Political Philosophy – A Great Defence Of Liberalism – Except For The Continuing Delusions About The Paul Family – 17 March 2013


I am just reading through another article on the Bleeding Heart Libertarian blog site. This is a nice contrarian article where an invited guest explains why he doesn’t consider himself one of these eponymous “bleeding-heart libertarians”. I agree with most of what is posted in this article.

In particular, I enjoy this bit: “Here are some not-standardly-libertarian things I believe: Non-coercion fails to capture all, maybe even most, of what it means to be free. Taxation is often necessary and legitimate. The modern nation-state has been, on the whole, good for humanity. (See Steven Pinker’s new book.) Democracy is about as good as it gets. The institutions of modern capitalism are contingent arrangements that cannot be justified by an appeal to the value of liberty construed as non-interference. The specification of the legal rights that structure real-world markets have profound distributive consequences, and those are far from irrelevant to the justification of those rights. I could go on.”

Word. So could I. (And as most of you know, frequently I do.)

This basically goes to the core of what I think on the subject – libertarianism is woefully simplistic, appeals to feelings about being “free” without addressing the substance of what “freedom” actually involves, and seeks to dismantle institutions vital to our well-being.

It is good that someone said this, no doubt. But perhaps it is a testament to my contrarianism that I also have some criticisms of this article. Principally, it is regarding the nature of the politics of the Paul family – which seems to be a popular topic in national conversations these days as well.
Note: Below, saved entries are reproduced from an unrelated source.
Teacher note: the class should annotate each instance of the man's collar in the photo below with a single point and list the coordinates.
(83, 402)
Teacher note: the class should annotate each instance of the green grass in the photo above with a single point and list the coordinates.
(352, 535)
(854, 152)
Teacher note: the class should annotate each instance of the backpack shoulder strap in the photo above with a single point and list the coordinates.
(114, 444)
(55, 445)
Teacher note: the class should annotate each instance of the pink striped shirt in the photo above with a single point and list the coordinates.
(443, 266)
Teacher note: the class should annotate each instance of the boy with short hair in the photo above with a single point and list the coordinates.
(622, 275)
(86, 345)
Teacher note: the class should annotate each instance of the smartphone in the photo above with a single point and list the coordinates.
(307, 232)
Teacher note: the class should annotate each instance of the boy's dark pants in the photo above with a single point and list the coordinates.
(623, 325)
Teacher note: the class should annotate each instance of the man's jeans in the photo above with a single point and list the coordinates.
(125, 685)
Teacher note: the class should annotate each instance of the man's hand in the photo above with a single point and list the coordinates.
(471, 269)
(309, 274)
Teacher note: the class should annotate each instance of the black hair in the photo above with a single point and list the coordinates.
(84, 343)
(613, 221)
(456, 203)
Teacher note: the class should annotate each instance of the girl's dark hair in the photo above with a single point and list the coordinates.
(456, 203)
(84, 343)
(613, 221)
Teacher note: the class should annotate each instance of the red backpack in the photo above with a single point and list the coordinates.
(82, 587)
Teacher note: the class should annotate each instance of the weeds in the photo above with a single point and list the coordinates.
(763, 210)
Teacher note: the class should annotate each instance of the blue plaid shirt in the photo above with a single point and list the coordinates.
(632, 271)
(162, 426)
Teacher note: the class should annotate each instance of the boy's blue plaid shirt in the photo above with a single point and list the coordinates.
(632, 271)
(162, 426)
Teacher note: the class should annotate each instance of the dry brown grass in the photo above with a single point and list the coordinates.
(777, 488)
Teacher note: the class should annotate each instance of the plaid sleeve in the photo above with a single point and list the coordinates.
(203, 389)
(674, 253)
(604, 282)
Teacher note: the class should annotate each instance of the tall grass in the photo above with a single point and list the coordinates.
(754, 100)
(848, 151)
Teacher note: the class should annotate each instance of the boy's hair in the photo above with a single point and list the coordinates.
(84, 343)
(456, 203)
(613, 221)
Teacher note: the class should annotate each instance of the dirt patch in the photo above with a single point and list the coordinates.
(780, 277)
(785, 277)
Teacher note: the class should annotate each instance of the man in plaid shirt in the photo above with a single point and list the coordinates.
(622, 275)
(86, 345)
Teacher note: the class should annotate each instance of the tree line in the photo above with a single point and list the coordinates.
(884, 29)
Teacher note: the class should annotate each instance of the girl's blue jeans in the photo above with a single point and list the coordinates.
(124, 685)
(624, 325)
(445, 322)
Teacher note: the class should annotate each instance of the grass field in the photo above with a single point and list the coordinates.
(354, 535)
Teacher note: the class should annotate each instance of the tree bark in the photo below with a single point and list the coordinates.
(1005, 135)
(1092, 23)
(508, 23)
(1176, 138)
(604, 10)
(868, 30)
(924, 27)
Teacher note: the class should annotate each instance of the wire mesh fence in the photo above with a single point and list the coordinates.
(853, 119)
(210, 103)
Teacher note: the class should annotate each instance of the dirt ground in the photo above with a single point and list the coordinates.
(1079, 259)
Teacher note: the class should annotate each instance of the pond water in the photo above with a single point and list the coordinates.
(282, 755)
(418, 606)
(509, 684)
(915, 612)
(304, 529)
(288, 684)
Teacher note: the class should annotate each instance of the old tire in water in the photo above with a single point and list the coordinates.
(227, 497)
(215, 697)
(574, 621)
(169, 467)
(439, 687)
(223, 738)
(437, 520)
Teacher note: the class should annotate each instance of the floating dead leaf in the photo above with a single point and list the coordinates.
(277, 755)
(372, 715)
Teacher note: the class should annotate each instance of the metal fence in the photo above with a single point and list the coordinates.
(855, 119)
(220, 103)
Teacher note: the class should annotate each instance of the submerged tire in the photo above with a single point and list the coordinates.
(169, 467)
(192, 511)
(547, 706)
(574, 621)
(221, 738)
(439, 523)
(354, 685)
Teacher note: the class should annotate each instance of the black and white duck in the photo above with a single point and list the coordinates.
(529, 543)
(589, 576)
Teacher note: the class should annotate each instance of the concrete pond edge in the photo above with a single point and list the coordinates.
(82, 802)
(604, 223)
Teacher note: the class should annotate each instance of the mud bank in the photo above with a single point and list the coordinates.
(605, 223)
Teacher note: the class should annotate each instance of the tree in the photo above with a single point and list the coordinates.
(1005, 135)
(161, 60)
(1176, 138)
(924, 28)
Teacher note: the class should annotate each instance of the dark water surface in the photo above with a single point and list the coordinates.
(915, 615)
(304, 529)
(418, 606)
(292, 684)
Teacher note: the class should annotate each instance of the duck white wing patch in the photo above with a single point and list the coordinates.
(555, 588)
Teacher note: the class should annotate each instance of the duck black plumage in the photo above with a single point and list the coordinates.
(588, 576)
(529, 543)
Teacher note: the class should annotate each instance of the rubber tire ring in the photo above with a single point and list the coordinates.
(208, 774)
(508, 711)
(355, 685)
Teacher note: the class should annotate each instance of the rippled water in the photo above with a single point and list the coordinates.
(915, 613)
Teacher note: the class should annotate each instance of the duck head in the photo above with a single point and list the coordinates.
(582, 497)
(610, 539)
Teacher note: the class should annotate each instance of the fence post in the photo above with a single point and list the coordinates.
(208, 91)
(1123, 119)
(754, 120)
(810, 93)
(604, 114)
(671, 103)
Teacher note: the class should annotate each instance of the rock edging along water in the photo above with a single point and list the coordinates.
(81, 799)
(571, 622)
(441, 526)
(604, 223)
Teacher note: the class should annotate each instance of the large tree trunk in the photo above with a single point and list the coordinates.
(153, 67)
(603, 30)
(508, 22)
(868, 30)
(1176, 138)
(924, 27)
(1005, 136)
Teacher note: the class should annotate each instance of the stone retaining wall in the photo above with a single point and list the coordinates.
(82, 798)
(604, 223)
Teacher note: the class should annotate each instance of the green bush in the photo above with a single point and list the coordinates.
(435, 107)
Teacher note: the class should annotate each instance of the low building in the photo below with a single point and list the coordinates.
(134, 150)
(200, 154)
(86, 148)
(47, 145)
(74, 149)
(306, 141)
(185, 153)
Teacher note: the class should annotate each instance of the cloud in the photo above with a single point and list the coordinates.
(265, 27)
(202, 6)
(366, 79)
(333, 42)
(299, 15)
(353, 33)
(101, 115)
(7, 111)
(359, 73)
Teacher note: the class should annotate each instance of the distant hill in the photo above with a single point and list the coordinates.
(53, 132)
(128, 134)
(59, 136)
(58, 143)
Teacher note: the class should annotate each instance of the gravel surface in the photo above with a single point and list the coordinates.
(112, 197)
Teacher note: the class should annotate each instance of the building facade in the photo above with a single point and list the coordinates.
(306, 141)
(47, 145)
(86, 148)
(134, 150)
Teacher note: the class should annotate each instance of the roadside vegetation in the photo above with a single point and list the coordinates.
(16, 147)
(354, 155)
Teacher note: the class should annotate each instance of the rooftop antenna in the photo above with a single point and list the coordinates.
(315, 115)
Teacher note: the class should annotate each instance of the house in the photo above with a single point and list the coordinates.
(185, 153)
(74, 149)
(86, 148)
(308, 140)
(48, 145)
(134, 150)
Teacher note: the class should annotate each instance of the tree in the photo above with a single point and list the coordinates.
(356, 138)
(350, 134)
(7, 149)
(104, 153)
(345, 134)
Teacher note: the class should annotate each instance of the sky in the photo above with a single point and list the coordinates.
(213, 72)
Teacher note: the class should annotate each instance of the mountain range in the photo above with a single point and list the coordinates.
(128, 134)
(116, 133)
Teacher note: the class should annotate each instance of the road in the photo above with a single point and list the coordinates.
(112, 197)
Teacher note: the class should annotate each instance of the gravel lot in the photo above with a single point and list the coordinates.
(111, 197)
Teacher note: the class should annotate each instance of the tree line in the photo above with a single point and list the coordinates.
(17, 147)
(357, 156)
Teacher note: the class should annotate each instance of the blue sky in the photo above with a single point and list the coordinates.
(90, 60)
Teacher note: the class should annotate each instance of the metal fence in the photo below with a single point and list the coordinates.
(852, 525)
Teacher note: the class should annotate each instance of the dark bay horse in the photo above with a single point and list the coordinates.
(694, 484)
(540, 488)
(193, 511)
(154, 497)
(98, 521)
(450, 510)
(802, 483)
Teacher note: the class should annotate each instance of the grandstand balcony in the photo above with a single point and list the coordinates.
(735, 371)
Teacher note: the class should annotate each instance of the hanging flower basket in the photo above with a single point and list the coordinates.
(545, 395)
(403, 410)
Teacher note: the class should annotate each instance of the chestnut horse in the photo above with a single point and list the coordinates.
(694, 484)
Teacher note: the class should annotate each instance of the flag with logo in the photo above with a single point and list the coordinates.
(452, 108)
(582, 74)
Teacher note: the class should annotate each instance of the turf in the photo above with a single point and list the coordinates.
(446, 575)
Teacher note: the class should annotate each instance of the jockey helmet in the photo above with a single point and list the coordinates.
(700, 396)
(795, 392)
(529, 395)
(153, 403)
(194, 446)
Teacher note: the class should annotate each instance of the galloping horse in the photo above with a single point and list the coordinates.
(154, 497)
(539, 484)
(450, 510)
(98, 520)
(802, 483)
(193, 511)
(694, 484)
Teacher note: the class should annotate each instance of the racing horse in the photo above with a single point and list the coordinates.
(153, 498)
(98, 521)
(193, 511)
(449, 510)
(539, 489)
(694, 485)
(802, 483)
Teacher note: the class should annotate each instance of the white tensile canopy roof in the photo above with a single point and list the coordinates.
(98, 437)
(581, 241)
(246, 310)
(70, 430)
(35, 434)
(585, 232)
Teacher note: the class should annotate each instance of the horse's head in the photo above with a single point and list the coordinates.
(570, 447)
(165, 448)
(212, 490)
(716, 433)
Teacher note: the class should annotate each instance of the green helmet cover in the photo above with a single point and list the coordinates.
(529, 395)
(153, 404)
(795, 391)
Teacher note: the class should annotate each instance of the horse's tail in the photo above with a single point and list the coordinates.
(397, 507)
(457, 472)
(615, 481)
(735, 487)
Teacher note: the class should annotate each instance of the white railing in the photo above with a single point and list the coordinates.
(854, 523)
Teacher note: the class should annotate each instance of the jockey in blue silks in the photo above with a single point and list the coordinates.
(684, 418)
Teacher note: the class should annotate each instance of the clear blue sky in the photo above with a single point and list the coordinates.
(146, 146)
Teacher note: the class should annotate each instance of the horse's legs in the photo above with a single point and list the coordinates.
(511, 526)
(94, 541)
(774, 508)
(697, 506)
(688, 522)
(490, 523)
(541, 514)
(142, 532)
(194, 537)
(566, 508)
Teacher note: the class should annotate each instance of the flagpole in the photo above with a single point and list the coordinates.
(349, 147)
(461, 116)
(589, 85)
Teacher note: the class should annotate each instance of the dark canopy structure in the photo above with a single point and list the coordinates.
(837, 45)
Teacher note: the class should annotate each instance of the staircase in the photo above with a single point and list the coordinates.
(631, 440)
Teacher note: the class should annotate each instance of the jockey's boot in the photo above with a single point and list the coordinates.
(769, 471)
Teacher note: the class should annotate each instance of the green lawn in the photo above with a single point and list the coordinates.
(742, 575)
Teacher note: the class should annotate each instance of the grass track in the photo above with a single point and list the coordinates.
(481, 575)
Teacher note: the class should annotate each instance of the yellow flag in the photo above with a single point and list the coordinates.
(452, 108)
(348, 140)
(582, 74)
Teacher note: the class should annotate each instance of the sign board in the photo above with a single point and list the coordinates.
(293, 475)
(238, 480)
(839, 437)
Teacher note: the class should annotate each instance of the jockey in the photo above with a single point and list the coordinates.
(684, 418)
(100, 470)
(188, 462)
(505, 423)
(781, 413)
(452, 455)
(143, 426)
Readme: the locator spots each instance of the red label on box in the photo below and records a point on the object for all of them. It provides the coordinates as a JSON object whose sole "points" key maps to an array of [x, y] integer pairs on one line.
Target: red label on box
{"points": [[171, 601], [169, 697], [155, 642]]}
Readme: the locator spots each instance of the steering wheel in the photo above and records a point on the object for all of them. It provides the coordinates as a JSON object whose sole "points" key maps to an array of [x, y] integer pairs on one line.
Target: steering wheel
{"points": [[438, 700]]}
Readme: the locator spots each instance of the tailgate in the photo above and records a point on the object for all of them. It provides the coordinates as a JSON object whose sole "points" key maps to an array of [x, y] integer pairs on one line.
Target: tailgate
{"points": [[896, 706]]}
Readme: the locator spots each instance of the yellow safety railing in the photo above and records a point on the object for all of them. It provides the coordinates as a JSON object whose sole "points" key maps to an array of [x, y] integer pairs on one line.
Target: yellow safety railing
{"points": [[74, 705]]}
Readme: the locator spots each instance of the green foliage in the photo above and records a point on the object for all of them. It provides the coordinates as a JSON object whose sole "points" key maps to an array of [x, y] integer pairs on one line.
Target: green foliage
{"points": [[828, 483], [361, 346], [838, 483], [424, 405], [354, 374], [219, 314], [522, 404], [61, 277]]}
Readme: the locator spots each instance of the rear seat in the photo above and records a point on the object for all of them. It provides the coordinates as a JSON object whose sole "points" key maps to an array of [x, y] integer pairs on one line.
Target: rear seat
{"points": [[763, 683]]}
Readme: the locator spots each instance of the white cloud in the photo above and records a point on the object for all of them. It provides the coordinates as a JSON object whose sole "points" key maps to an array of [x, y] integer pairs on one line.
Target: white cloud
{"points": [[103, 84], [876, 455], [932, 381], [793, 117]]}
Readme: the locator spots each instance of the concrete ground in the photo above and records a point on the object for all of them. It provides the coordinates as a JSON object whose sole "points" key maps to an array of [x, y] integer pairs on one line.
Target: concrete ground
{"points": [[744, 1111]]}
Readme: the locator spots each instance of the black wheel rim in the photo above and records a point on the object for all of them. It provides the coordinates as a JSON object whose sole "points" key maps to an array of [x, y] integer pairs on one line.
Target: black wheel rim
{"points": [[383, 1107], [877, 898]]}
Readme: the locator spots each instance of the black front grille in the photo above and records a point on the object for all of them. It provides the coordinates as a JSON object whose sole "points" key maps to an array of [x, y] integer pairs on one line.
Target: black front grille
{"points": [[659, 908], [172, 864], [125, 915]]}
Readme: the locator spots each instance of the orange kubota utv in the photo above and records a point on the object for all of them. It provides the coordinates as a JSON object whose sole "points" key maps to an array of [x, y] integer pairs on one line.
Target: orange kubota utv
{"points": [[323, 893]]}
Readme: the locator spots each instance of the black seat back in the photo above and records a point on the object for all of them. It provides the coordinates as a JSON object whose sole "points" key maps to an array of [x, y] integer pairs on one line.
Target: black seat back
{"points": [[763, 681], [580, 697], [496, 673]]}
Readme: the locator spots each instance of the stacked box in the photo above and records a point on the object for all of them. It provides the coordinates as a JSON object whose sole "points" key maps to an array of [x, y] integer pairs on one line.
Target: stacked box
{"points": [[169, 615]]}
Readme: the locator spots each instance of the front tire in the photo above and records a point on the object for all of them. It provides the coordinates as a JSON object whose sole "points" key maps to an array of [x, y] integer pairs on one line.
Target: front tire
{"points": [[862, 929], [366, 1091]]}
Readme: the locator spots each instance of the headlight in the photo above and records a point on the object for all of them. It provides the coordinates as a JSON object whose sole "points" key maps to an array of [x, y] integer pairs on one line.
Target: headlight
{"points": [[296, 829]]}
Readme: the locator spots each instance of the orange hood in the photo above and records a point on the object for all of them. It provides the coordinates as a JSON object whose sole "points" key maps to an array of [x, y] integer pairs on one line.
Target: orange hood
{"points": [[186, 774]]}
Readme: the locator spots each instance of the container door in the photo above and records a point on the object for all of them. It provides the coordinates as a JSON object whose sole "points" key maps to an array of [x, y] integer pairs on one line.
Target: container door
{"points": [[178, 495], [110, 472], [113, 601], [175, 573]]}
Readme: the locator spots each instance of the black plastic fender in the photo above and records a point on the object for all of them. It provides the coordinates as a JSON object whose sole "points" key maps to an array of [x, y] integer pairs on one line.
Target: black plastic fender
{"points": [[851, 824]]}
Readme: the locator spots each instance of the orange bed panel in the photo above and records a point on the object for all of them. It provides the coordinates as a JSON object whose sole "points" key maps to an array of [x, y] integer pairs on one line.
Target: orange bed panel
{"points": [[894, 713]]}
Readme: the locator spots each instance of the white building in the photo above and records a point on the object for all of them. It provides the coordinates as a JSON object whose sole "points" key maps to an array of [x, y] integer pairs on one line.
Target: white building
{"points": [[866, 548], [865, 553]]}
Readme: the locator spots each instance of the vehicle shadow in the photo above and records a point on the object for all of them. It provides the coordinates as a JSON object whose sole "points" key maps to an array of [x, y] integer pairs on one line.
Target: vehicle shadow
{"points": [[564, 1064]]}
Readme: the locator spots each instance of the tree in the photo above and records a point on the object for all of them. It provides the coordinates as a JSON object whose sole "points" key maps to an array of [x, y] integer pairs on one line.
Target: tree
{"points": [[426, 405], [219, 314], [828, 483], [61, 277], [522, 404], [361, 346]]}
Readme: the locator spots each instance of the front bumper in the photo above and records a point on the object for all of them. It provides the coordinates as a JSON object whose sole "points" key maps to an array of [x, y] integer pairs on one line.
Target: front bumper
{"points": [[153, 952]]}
So much of the illusion about Paulism is maintained by this author, even though he hits most of the other points correctly in this article. Take this, for example: “Somebody’s going to ask ‘Isn’t Ron Paul making a difference?’ So I’m going to say, ‘Yes.’ None of this is to say that right-fusionism of the Ron Paul variety isn’t now having an influence, or that none of it is good. I’m glad to see Paul spreading a few profoundly important ideas about foreign policy. But that doesn’t mean Paul’s decades of bilking paranoid bigots with bullshit prophesies of hyperinflationary race war was really a stroke of strategic genius after all. Or maybe it means it was. But that doesn’t make it right. I don’t think Paul would be where he is today without all those years of vile fear-mongering. And I don’t think anyone ought to get away with climbing up that evil ladder, kicking it away, then pretending he was born a thousand feet off the ground in the pure mountain air right there next to heaven. He knew what he was doing, chose to do it, and none of it can be justified by a little TV-time for salutary anti-imperialist and free-market ideas. I’d rather not be affiliated with a ‘movement’ that includes him in even a conflicted way.”

I agree that it’s better not to mess around with the politics of Ron, and I would gladly throw Rand in with that as well – but I take strong exception to the idea that either of the Pauls have something to teach us about foreign policy. “Profoundly important ideas about foreign policy”? Isolationism is a profoundly important idea?

It’s especially odd that someone who accuses Ron Paul of furthering “bullshit prophesies of hyperinflationary race war” in the very same paragraph could possibly think that Ron Paul has salutary ideas about keeping the country out of a foreign war. (Or am I misunderstanding that there is a meaningful difference between promoting violent conflict at home and seeming to eschew it abroad?)

It would seem like a more appropriate conclusion to reach about Paulism is that it’s an ideologically consistent philosophy of not bothering to get involved when other people need basic protections of human life and decent care. They don’t do that at home, and they don’t do it abroad either. (Some of our current liberals only differ in that they want to do this at home, but still don’t care about people abroad. This is, in my view, why they’re sometimes willing to play footsie with the Pauls. However, I will not be joining them.)

Anyway, it’s good to see this blog has some decent debates going – hopefully the next one will involve someone questioning “libertarian” foreign policy, bleeding heart or otherwise.